Put simply, the amount of alcohol consumed was often foolhardy and brutal. Wine writer Ned Halley—in Absolute Corkers, his rollicking account of the often staggeringly excessive European wine culture of the past 300 odd yearstells of how drunkenness in the 18th and 19th centuries was by no means the stigma within 'public' (i.e., political) life that it now is. He tells of politicians who had to be literally propped up in the House of Commons to deliver speeches and also quotes prominent political diarist of the time Macauley, who was writing on 18th-century Prime Minster William Pitt the Younger (who reportedly drank six bottles of port a day): "He indulged too freely in wine, but it was very seldom that any indication of undue excess could be detected in his tones or gestures; and, in truth, two bottles of port will be little more to him than two dishes of tea."

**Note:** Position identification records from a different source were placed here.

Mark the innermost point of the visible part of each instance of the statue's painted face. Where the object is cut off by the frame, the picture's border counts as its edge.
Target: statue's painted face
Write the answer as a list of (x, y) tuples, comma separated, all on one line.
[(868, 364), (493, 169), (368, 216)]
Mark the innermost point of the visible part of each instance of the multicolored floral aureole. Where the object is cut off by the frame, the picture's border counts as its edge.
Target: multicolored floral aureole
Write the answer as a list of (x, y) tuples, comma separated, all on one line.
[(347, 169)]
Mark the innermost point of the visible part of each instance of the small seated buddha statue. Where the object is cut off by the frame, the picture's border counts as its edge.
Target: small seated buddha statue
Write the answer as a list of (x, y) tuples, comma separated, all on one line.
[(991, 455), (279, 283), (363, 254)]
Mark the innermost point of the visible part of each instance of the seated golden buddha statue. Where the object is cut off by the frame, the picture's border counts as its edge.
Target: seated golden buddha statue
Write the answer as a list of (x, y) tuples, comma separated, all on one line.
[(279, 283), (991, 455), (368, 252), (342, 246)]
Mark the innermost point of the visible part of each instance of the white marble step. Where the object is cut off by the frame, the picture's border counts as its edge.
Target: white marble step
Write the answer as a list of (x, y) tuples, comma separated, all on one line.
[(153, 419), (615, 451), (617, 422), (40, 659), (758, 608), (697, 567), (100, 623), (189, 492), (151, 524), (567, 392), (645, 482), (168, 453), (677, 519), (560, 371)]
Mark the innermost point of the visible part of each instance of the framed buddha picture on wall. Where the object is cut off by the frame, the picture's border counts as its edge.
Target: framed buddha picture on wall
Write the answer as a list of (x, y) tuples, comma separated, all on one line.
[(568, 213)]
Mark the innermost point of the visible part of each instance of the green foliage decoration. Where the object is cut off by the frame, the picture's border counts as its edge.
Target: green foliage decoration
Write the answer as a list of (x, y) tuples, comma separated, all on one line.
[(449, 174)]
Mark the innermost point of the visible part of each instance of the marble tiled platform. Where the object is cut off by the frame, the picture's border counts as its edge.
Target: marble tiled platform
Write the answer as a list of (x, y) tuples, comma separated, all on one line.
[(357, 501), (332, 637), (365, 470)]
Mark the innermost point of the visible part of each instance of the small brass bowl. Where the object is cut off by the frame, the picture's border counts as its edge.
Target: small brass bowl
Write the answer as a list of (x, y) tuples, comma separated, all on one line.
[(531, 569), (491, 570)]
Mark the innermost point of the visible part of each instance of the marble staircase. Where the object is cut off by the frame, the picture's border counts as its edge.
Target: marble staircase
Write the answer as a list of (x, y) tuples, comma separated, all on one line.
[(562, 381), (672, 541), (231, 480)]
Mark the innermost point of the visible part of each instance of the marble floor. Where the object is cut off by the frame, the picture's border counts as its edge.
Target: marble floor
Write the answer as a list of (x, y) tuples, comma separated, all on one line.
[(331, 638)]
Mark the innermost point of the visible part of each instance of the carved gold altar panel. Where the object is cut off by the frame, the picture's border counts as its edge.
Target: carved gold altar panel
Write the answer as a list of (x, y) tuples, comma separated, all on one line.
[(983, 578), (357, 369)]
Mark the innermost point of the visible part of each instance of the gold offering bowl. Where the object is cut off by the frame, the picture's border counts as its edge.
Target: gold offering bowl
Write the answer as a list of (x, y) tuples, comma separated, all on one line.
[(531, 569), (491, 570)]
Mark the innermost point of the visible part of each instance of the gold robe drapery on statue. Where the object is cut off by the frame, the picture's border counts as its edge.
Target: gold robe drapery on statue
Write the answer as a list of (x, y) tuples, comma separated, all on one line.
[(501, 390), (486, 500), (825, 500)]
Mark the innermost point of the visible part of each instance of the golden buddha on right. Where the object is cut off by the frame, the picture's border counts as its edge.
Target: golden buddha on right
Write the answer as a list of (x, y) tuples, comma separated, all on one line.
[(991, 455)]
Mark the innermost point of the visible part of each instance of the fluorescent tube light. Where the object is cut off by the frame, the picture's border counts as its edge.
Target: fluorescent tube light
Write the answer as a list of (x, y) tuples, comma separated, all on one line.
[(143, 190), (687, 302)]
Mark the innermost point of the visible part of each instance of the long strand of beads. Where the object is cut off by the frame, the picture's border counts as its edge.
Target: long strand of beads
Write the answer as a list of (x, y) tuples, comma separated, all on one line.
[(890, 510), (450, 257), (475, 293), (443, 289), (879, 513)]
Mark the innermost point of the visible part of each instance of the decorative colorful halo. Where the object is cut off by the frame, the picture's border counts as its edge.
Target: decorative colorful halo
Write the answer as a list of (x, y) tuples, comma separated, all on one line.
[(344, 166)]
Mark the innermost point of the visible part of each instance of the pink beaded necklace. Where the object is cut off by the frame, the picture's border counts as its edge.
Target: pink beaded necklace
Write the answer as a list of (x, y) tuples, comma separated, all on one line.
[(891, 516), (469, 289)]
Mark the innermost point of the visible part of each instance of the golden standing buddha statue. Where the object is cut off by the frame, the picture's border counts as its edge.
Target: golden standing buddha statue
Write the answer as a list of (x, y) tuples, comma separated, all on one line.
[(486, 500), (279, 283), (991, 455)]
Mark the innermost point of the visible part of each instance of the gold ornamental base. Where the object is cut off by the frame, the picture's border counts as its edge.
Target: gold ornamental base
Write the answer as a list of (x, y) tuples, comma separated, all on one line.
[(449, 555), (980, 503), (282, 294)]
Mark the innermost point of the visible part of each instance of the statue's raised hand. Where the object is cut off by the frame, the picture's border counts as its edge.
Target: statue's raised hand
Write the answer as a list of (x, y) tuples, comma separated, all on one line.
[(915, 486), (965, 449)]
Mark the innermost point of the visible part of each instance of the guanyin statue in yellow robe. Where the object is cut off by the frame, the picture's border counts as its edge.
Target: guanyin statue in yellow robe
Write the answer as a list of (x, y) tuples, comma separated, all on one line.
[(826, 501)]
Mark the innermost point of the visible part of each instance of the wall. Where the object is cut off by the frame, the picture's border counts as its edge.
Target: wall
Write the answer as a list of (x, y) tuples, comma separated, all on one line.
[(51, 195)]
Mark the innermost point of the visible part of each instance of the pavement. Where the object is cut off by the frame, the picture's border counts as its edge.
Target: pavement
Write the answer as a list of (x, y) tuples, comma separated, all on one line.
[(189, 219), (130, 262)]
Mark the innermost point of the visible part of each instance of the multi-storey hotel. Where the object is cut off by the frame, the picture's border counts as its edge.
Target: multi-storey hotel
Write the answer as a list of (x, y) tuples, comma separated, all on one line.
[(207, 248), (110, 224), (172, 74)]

This was the climate that The Gentlemen's Relish launched itself, then. A moorish savoury that kept people boozing and become an iconic symbol of culinary obstinance and belligerence.

Want to try a proper, old-school savoury that will have you reaching for the decanter after half a forkful? Try Scotch Woodcock. Spread a piece of toast with butter, then The Gentlemen's Relish; top with absurdly buttery scrambled eggs; top that with two anchovy fillets.

Embrace the salt, and pass the port.